Japan Reportedly Joins EU, Antigua in Seeking US Compensation

21 June 2007

After news broke Wednesday that Antigua and Barbuda (Antigua) would join the European Union in seeking U.S. compensation via the World Trade Organization (WTO), U.S. trade officials reportedly said today that Japan will also join the complaint.

The Financial Times carries the report, though the paper does not make any further specifications as to what Japan will seek from the United States.

In October, Japan--along with China and the European Union--went to bat for Antigua in its WTO dispute with the United States over U.S. cross-border I-gaming restrictions. That is, each nation became a third party to the dispute.

Having reserved their third-party rights, representatives from each country were allowed to make a written submission to a WTO compliance panel. The written submission is a vehicle whereby each country or organization weighs in on the case.
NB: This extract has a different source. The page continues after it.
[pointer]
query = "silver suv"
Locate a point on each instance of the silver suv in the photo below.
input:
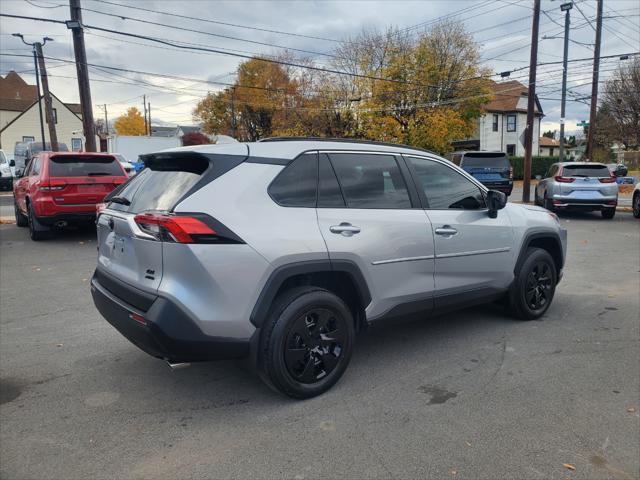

Japanese, Chinese and European representatives were also given separate meetings, in person, with the compliance panel.

In the present case, the European Union will seek "unspecified market access" for its services companies as compensation, a spokesman for EU Trade Commissioner Peter Mendelson told the FT.

Antigua will seek compensation through the suspension of its obligations regarding U.S. copyrights, trademarks, industrial designs and patents, worth an estimated $3.44 billion, annually.

An unnamed U.S. trade official told the FT that it would fight the claims by trading partners.

"We look forward to learning the basis upon which WTO members--who neither requested nor made WTO commitments on gambling and betting in the Uruguay Round and had no basis to believe that the United States had made such a commitment--intend to support their claims of interest."

However, the trade official was more conciliatory toward Antigua, saying that the U.S. Trade Representative's Office would continue to work with the Caribbean nation to find a "mutually satisfactory resolution" to the dispute.